The existence of an automatic and easily activated cheater detection module has important strategic implications for advertisers focused on highlighting brand benefits that relate to issues of environmental sustainability. The widely used term “greenwashing”, as defined by Investopedia, refers to “the process of conveying a false impression or providing misleading information about how a company’s products are more environmentally sound.”
The relationship between a consumer and a brand marketer is clearly a form of social exchange, and one in which trust and expectations of fairness can be crucial if the marketer expects to nudge a consumer into the category of a brand loyalist who has a propensity for repeat purchase.
Attempts to greenwash clearly violate the expected norms of social exchange. And brands engaging in it, whether deliberately or inadvertently, are at high risk for triggering the imputed cheater detection module in the brain. It is then not surprising that studies that have attempted to identify potential barriers to more sustainable consumption routinely identify consumer distrust of green product claims as a key factor in undermining the appeal of products that are marketed sustainable.
Similarly, empirical research on the factors which contribute to the formation of purchase intent for green products has identified a growing trend towards a generalized “green scepticism” that adversely impacts the development of such intentions.
Similar to climate change scepticism, green scepticism is frequently described as a form of motivated reasoning by which consumers display heightened suspicion of marketing claims made about purportedly environmentally-friendly products relative to product claims that relate more to product performance issues.
Recent research on this topic has found that strongly worded or unrealistic claims made when communicating the environmental benefits of green products can result in consumers becoming mistrustful and wary in response, yielding more cognitive processing and mental counter-arguing of those claims.
This type of conscious consideration of marketing claims can negatively impact attitudes towards brands and products, especially among more knowledgeable consumers. Products associated with strong or actually deceptive green claims have been found to be rated as less attractive than otherwise comparable alternatives, and in some cases have been noted to increase negative “word of mouth” in peer-to-peer consumer communications.
Given these challenges, how should marketers promote the environmental benefits of their products without activating the Cheater Detection Module and eliciting green scepticism?
Fortunately, they have a clear path forward.
First, they need to consciously avoid greenwashing language in their communications. Consumers will rapidly detect it, and once they do it will undermine their trust in your brand. And once that happens it will likely result in a shift in their attitude towards both the brand and the parent company. And then they might well share that scepticism with their social network.

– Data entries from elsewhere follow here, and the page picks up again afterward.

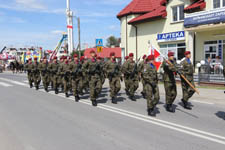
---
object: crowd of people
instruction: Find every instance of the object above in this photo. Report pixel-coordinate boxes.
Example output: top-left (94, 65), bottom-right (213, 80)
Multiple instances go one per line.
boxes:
top-left (24, 51), bottom-right (225, 116)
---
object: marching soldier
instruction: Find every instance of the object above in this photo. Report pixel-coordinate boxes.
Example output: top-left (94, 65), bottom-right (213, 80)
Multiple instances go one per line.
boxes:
top-left (138, 55), bottom-right (147, 98)
top-left (69, 54), bottom-right (82, 102)
top-left (58, 60), bottom-right (70, 97)
top-left (32, 57), bottom-right (41, 90)
top-left (141, 55), bottom-right (160, 116)
top-left (124, 53), bottom-right (139, 101)
top-left (181, 51), bottom-right (195, 110)
top-left (162, 52), bottom-right (177, 112)
top-left (83, 51), bottom-right (102, 106)
top-left (25, 58), bottom-right (34, 88)
top-left (122, 56), bottom-right (129, 96)
top-left (105, 52), bottom-right (121, 104)
top-left (48, 57), bottom-right (59, 94)
top-left (39, 57), bottom-right (50, 92)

Second, if you’re selling a product with real and verifiable sustainability benefits, you nonetheless might want to soft-sell those benefits. More vaguely communicated green product claims appear less likely to increase perceived greenwashing on the part of consumers. And the conveyance of green bona fides in a more contextual and indirect fashion (such as the inclusion of nature imagery in marketing communications or packaging) can even implicitly prime positive affective responses to a product.
And lastly, instead of deceiving, build trust and rely on objective verification. Advertising or packaging that reinforces sustainability through the use of well-known and trusted third-party eco-labeling can increase a brand’s association with sustainability with less risk of triggering green scepticism and mental counter-arguing.
Brands should also support educational efforts to promote the certifying bodies and explain the certifications to consumers. A preponderance of evidence suggests that - when understood by consumers - such certifications can provide a simple method to convey the greenness of products without immediately eliciting a green scepticism response.